Are you wondering what is dementia and should I be concerned about myself or a loved one? If you or someone you love is becoming increasingly forgetful as they age, especially if they are over the age of 65, it is best to learn more about dementia as well as the symptoms. This will make it easier for you to detect so that you can get a dementia consultation.
To learn more about a dementia diagnosis, symptoms, and possible treatment options, keep reading. Learn some of the basics of this complicated illness to prepare yourself or assist your loved one.
Dementia is an illness that can have several symptoms that are the result of damage to the brain. If you have dementia in your family history, there are some warning signs you should look out for. The main sign is memory loss.

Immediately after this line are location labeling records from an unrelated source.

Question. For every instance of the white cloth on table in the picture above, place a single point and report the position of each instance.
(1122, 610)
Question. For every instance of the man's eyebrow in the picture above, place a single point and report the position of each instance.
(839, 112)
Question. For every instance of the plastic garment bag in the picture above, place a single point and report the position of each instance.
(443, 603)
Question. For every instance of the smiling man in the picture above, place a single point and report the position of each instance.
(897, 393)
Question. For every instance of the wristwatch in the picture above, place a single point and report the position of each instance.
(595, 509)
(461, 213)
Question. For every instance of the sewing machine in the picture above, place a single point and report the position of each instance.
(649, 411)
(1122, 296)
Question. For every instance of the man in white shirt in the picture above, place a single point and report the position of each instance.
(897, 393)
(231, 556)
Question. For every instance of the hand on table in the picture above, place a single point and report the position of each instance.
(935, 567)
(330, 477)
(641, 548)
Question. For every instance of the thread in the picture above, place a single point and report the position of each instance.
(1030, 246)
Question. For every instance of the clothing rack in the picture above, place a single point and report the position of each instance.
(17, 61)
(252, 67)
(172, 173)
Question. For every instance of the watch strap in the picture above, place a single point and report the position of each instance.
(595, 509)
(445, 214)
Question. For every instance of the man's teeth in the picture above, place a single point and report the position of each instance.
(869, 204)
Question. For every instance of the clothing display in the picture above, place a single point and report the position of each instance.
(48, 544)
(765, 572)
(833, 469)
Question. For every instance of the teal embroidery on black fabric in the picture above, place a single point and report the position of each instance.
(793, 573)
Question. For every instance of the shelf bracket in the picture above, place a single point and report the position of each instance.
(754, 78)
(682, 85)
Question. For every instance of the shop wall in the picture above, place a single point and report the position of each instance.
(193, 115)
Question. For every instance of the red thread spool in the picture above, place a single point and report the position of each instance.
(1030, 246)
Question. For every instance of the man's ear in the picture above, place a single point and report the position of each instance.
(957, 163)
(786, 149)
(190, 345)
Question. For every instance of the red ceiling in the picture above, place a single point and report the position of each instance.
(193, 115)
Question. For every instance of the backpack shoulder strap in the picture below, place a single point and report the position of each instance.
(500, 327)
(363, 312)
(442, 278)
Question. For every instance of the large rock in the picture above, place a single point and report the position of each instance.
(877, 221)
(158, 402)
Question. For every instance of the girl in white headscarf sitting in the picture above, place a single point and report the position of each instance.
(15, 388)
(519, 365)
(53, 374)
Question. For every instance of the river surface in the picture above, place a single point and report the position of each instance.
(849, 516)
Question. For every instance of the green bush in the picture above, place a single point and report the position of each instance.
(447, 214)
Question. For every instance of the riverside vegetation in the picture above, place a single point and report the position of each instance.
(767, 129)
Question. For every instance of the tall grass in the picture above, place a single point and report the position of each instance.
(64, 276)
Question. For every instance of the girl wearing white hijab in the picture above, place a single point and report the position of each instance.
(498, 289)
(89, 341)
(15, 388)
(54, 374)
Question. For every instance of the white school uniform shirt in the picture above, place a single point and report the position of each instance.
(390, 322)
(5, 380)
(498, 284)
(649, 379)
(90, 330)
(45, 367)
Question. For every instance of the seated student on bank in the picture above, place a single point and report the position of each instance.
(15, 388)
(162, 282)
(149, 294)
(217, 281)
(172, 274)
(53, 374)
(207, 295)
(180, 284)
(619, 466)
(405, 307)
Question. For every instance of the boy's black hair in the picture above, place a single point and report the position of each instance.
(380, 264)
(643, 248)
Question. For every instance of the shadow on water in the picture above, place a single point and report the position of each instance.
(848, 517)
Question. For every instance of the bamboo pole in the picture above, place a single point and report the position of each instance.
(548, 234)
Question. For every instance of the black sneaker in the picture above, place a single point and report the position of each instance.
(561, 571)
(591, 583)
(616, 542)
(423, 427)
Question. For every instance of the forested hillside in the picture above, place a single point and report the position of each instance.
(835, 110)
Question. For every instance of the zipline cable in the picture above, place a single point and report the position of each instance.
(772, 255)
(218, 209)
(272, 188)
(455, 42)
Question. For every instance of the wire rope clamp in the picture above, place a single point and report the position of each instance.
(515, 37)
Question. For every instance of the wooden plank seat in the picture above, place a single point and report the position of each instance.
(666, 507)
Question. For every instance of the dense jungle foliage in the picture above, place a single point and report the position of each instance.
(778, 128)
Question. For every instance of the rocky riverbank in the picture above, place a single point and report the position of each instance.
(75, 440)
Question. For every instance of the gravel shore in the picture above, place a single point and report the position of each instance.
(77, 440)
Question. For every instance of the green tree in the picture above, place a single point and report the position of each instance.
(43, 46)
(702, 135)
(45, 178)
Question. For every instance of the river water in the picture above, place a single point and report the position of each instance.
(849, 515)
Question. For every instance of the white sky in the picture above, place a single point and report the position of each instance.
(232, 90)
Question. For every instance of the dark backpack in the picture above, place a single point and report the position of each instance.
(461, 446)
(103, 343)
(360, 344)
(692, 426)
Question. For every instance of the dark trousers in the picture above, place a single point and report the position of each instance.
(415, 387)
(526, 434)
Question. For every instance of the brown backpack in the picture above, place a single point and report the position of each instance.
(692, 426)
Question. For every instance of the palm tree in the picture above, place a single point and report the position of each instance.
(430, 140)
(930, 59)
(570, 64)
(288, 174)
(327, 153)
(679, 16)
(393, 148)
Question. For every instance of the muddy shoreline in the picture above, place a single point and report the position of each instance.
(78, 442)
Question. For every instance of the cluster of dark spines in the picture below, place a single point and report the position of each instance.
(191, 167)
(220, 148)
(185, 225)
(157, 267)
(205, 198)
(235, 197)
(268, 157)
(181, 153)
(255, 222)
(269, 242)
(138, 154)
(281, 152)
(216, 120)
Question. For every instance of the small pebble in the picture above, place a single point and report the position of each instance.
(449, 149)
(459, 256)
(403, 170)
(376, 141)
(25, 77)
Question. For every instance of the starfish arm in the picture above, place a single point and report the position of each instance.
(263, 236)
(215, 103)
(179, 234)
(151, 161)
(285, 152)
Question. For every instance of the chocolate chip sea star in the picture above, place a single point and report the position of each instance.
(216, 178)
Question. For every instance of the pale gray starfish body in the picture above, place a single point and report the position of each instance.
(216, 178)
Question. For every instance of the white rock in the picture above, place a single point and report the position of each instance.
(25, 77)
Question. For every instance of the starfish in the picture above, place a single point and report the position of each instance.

If someone is experiencing memory loss, they may seem to remember past events much more easily than recent ones. They may also experience trouble thinking or reasoning which may show up if they have difficulty following certain conversations or following a television program. The effects of this memory loss may cause them to become anxious, angry, depressed, or confused, even when their surroundings should be familiar to them.
If you or a loved one is exhibiting some of the signs of dementia, take them to a GP to get an examination. If one tests negative for dementia, this can help to reassure them and their loved ones. If someone tests positive for dementia an early diagnosis can help one get the support and treatment they need.
It’s important to see a professional as soon as signs of dementia are suspected as it can give you and your loved ones some valuable time to adjust and prepare for the future.
Stages of Dementia
There are typical stages of decline that those with dementia experience. However, each case may vary depending on the area of the brain that is affected and other various factors. In some cases, the first stage starts with a diagnosis although the patient may show no signs of impairment or at least very little.
Some experience a very mild decline and while there may be slight changes in their behaviors and abilities, they are still able to live independently. You may notice that one is having more and more difficulty with their reasoning and thinking abilities over time. You may find that they are repeating themselves or are having a hard time remembering recent events.
If you or a loved one are in need of assistance, consider Rare Dementia Support.
What is Dementia? Your Questions Answered
No longer wonder “what is dementia?” and instead do some additional research to figure out if you should be concerned for yourself or for a loved one. Get the care you or someone else needs as soon as possible for the best results and to allow time for preparation.